It’s been smoking hot here the past few days. Just shy of 100 degrees even in the shade. In a lethargic stupor I lay on the kitchen floor for a while this afternoon soaking up the cool of the tile and petting the dogs with my feet. With a fan and a book to pass the time it’s not so bad I suppose.
A couple days ago to beat the heat with a little more vigor, I took the dogs hiking up in the still snowy mountains. I wanted a hike with views and no crowds and left home with a couple ideas in mind, but didn’t make the call to try the North Fork Tieton trail until I was approaching Rimrock Lake. For some reason the Goat Rocks Wilderness seems to go largely ignored around here. Maybe it’s the proximity to Rainier. Whatever the reason, I’m always awed by the scenery up high that I get to enjoy without another human being in sight.
Heading down Highway 12, we hung a left at Clear Lake, rumbled five miles down a gravel road, and at about 1:30 pm pulled up to a trailhead simmering with mosquitoes. After quickly filling out the backcountry permit form, we scampered down the trail, eager to leave the bugs behind. The dogs lunged against their leashes for about five minutes, but then settled into the usual single-file trot.
Plenty warm in the sunny clearings, but also plenty of water to be had, bubbling down the slopes at small stream crossings. I had never been in this stretch of the Goat Rocks before and was glad to see a few vistas emerging through the tree cover.
After about five miles of reasonably gradual climbing (1500 foot elevation gain), we came to the end of the trail and junctioned with the Pacific Crest Trail at Tieton Pass. I had been optimistically hoping for views of Mt Rainier from the pass, but was met with more evergreen. So we followed the Pacific Crest Trail southwest, occasionally catching glimpses of Rainier through the trees. Dogs don’t care about views though, and were more excited to bump into snow on the trail above Tieton Pass.
A mile down the PCT, the trail disappeared completely under several feet of snow and we started cross-country travel through the forest. Sticking to the ridge as much as possible and heading roughly in the direction that felt right. A GPS or map would’ve been mighty helpful at this point, but I carefully noted our path and knew I could backtrack if need be. Eventually we began to break through the tree cover and I took this as our cue to scramble to higher ground.
We scooted to the top of the ridge and were greeted by coyote calls in the distance and sparkling views in every direction.
We snacked and relaxed for a few minutes while I pondered the daylight and how much further we should hike. I didn’t want to backtrack blindly through the snowpack in the dark, but the allure of the snowfields up ahead was too enticing too stop yet.
So we stuck to the ridge and headed on. Here’s Taylor pointing the way up the ridge we followed. And a couple views once we were standing higher.

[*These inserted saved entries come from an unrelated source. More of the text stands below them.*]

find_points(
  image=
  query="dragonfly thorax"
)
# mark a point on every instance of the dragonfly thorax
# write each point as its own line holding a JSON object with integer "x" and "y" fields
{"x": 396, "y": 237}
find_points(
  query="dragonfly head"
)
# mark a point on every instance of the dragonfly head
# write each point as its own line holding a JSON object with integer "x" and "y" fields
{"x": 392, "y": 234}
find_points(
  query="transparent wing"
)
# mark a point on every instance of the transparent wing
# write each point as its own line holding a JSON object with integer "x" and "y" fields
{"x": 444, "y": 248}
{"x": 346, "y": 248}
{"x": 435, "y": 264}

At this point the landscape dazzled and I began to wish I’d packed for an overnight. We ran around on the snow and explored pockets of green. In some places I could hear undersnow streams rushing beneath my feet. The dogs sniffed and snorted, following elk and sheep footprints. Mt Rainier loomed in the distance.

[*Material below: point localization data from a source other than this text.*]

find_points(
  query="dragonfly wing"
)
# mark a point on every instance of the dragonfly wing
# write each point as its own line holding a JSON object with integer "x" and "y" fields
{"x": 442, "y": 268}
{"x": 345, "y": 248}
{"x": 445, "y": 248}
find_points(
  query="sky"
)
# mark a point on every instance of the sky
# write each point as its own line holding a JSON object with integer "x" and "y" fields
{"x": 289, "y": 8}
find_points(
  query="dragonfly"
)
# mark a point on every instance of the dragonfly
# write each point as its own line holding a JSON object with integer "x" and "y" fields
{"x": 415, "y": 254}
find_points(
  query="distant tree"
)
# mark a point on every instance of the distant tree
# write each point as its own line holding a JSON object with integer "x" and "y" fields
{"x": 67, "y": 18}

But the sun was definitely beginning to drop and we had at least seven miles to cover back to the car, about half of that across the snow. So we finally spun on our heels and reveresed course. Right off the bat, I ran into a couple of road blocks as some steep slopes that we had come up were a little too precarious going down for the dogs. So we dropped off the ridge and skittered our way back toward the landmarks I’d noted on the way in, briefly connecting with my tracks in the snow before quickly losing them again.

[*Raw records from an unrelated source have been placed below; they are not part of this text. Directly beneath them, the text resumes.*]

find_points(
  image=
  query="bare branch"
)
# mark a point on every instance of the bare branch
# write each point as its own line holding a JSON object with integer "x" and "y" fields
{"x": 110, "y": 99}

Eventually we reconnected with the Pacific Crest Trail and followed that back to Trail 1118 without any difficulty. Then from Tieton Pass we jogged much of the way back. The dogs seemed less than enthused about the running, but dutifully padded along behind me. With shadows looming in the woods I made myself jumpy with bear thoughts (not unfounded) and the dogs didn’t help matters as they occasionally growled at stumps or amorphous dark spots. We made the car before dark though and the dogs were asleep less than thirty seconds after we began rolling down the gravel road.
Wow – great way to spend the 4th on an independent hiking experience far from the crowds. I wish I knew which of those photos shows Mt. Rainier, but having never really seen it myself except close up….
Rainier is in a few of the pictures above. Most clearly in this one:
I wonder if anyone makes crampons for dogs.
Your probably could just invent some sort of boots that let’s their nails poke through.